More on the Certificate of Clinical Competence
The Certificate of Clinical Competence in Speech-Language Pathology is generally considered the only mandatory certification for SLPs. However, it is possible (although scarce) for some employers to refrain from asking for it.
Those who ask for a Certificate of Clinical Competence do so for several reasons. To start with, the credential is capable of giving speech-language pathologists more credibility, which makes them appealing to employers. It can also expand their job opportunities.
Additionally, those looking to work independently and start their practice will benefit a great deal from having such a certification. Of course, there are other voluntary certifications to consider, and we will look at some of them shortly.
Speech-Language Pathologist Licensing
State licenses are different from certification. Thankfully, for most states, the standards for SLP licensing are based on earning a Certificate of Clinical Competence in Speech-Language Pathology (CCC-SLP).
This means that candidates who successfully make their CCC-SLP do not have to worry about additional licensure requirements in most states. Of course, it is also essential for individuals to consult specific state licensing boards to verify whether or not other registration steps are required.
The following are other certification alternatives for speech-language pathologists to consider. These credentials often consolidate and prove skills in particular field areas.
Board-Certified Behavior Analyst (BCBA)
The Behavior Analyst Certification Board offers a Board-Certified Behavior Analyst (BCBA) credential for professionals who use behavior-analytic interventions to treat a handful of disorders, including peer interaction, reading, and communication disorders, among others.
Lee Silverman Voice Treatment Certification (LSVT LOUD)
The Lee Silverman Voice Treatment Certification — also known as the LSVT LOUD — is a treatment approach used to treat neurological conditions. Professionals utilize the strategy to help patients recalibrate their perceptions to speak at normal loudness levels.
It also leads to improved articulation, swallowing, and facial expressions.
Picture Exchange Communication System (PCES)
Picture Exchange Communication System (PCES) helps patients with cognitive, physical, and communication disorders.
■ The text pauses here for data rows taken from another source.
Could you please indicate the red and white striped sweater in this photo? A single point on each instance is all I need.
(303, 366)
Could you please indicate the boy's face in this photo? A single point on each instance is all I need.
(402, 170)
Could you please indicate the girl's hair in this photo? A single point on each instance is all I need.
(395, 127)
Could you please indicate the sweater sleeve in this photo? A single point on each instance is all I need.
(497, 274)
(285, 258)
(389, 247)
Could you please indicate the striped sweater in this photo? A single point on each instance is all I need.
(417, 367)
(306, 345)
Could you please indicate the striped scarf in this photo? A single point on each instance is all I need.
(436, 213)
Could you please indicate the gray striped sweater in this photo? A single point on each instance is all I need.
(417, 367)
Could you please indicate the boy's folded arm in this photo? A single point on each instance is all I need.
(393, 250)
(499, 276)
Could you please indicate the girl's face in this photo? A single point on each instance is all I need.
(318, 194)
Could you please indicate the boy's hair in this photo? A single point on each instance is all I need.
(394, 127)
It utilizes pictures to reinforce and correct behaviors.
There are three credential levels to consider here, including the PCES Level 1 Certified Implementer, PCES Level 2 Certified Implementer, and the PCES Certified Manager.
Speech Therapy Board Certified Specialists (BCS)
Speech Therapy Board Certified Specialists (BCS) are professionals who have obtained credentials from speech-language boards. Currently, to receive such a credential, candidates must have a Certificate of Clinical Competence in Speech-Language Pathology and at least three years of experience after earning the certification.
There are three boards responsible for administering speech therapy board certifications. They include:
The American Board of Swallowing and Swallowing Disorders - offers the Board-Certified Specialist in Swallowing and Swallowing Disorders certification,
The American Board of Fluency and Fluency Disorders - offering the Board-Certified Specialist in Fluency and Fluency Disorders ** ** certification and
The American Board of Child Language and Language Disorders - offers the Board-Certified Specialist in Child Language credential.
PROMPTS for Restructuring Oral Muscular Phonetic Targets
Another notable certification option is the PROMPTS for Restructuring Oral Muscular Phonetic Targets. Training for PROMPTS is available to speech-language pathologists in their clinical fellowship year.